Subatomic particle can explain why matter has mass

In a giant game of hide and seek, physicists say there are indications they finally may have found evidence of the long sought after fundamental particle called the Higgs boson.

Researchers at Switzerland-based CERN, the largest high-energy physics experiment in the world, have been seeking the Higgs boson since it was theorized in the 1960s.

The so-called “God” particle is believed to play a fundamental role in solving the important mystery of why matter has mass. (article continued below)

“It doesn’t matter how beautiful your theory is, it doesn’t matter how smart you are. If it doesn’t agree with experiment, it’s wrong.” — physicist Richard Feynman

By Fredrick Olness
Chairman and Professor
SMU Department of Physics

A 50 year search for the origin of particle mass nears an end. Maybe.
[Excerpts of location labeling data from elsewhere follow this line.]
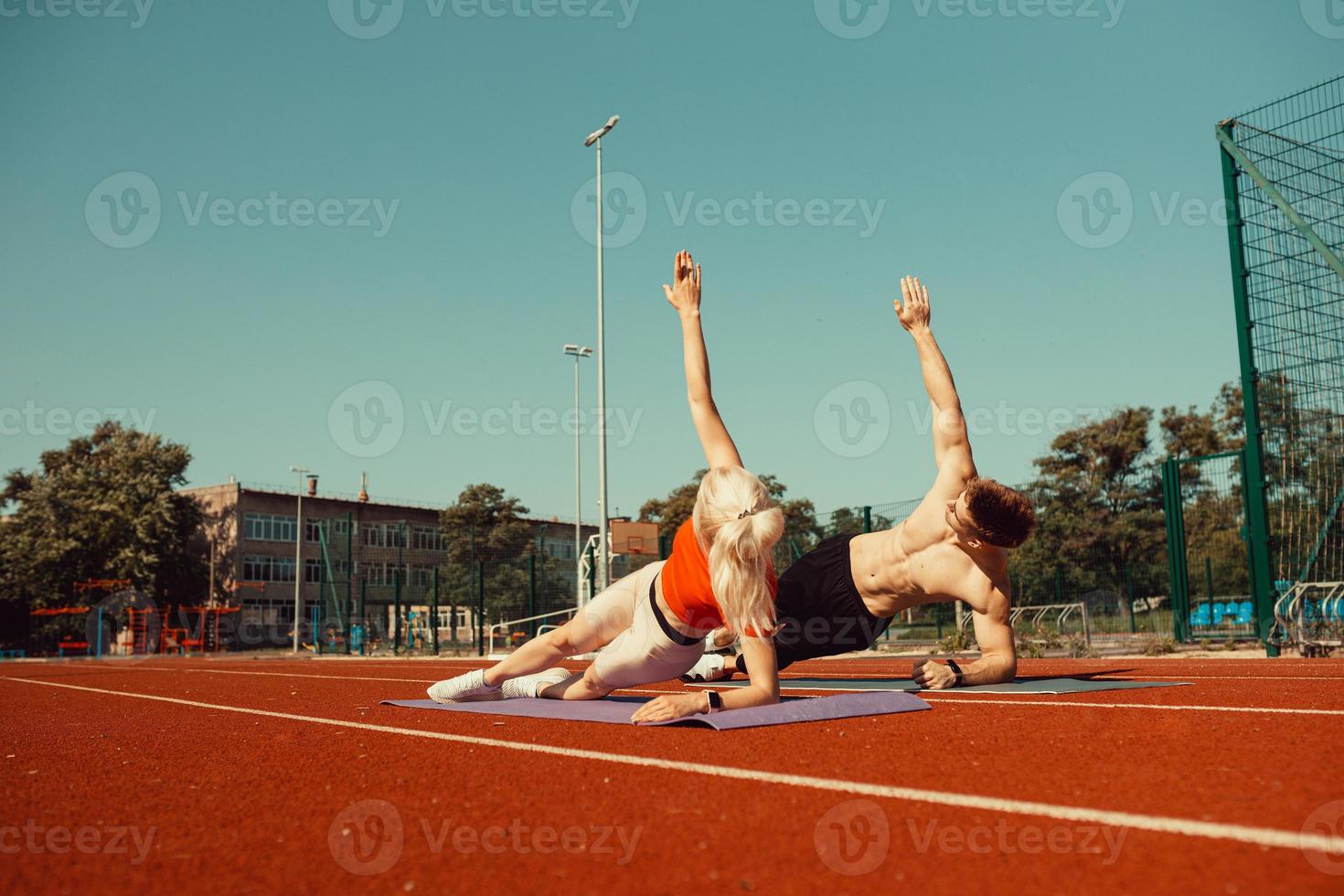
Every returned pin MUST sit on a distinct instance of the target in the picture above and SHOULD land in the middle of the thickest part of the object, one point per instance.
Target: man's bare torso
(921, 561)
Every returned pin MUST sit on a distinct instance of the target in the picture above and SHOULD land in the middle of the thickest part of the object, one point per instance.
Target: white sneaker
(468, 687)
(707, 667)
(534, 684)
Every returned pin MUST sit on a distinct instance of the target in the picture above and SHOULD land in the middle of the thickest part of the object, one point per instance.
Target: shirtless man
(843, 594)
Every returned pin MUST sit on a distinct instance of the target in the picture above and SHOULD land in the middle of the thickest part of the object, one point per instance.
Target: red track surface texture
(271, 775)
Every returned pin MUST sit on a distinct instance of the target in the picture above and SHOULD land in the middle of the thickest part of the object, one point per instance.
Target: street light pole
(603, 566)
(299, 555)
(578, 493)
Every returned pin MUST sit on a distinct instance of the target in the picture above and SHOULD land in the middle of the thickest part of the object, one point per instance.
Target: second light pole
(578, 493)
(603, 557)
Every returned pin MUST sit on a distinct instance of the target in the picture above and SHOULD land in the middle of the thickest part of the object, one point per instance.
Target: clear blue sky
(960, 129)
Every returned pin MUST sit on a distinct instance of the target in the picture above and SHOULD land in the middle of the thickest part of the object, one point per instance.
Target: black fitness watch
(952, 664)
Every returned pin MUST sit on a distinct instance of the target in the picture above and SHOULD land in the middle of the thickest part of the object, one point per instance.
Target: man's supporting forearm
(988, 670)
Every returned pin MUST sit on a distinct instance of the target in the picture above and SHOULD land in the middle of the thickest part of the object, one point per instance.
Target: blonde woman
(652, 624)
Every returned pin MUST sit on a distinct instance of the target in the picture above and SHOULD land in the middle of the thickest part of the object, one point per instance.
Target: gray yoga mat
(617, 710)
(898, 686)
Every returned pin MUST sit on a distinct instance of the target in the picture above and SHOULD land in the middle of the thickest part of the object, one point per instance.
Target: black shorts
(820, 610)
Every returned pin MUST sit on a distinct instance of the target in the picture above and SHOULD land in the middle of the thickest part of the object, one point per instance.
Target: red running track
(286, 774)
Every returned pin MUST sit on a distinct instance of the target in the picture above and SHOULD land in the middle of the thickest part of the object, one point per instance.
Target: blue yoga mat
(617, 710)
(898, 686)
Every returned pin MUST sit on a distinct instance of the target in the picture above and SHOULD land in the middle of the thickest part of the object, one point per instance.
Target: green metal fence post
(480, 609)
(397, 613)
(1257, 515)
(1129, 595)
(592, 572)
(363, 618)
(531, 594)
(433, 614)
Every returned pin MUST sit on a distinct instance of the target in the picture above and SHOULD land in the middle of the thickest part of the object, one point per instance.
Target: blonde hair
(737, 527)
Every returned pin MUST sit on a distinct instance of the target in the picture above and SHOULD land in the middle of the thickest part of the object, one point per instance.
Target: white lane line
(1272, 837)
(937, 696)
(977, 699)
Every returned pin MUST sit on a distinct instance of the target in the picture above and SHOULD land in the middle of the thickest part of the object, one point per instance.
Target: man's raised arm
(951, 443)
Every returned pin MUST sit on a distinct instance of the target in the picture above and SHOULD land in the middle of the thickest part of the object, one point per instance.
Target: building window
(383, 535)
(560, 549)
(269, 527)
(335, 529)
(262, 569)
(426, 538)
(314, 571)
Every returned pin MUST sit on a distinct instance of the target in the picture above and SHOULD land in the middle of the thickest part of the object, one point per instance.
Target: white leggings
(641, 653)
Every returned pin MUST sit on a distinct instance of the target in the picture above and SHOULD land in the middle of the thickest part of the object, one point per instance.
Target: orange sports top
(686, 581)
Mass is a seemingly simple property of everyday objects — atoms, humans, coffee cups. Yet, to understand the origin of mass on a fundamental level has been a challenging problem with a long history. The solution to this problem, suggested nearly 50 years ago, was the Higgs Boson (or just Higgs, for short). However, it has yet to be discovered.

On Tuesday, Dec. 13, 2011, an end to the Higgs search appeared much closer when the CERN Laboratory in Geneva, Switzerland presented the latest results from the Large Hadron Collider (LHC) in a colloquium broadcast around the globe on the World Wide Web.

The announcement was a joint presentation by researchers from ATLAS and CMS, the two largest independent experiments at the LHC, in which they presented evidence for the Higgs based on the results of their 2011 data set.

Both the ATLAS and CMS experiments observed evidence for the Higgs. While the evidence was significant, it was not yet sufficient to claim an unambiguous discovery; however, it is quite compelling that the Higgs mass range obtained by these two independent experiments is consistent.

These results represent a tremendous step forward in explaining why fundamental particles have mass, and whether the Higgs exists.

What is the Higgs boson?
The postulated Higgs boson is responsible for giving mass to the many fundamental particles that make up the universe. This includes the quarks that comprise protons and neutrons, which comprise atoms and molecules, which comprise humans and everything around them. In essence, the Higgs generates the mass of the fundamental particles that make up you and your coffee cup.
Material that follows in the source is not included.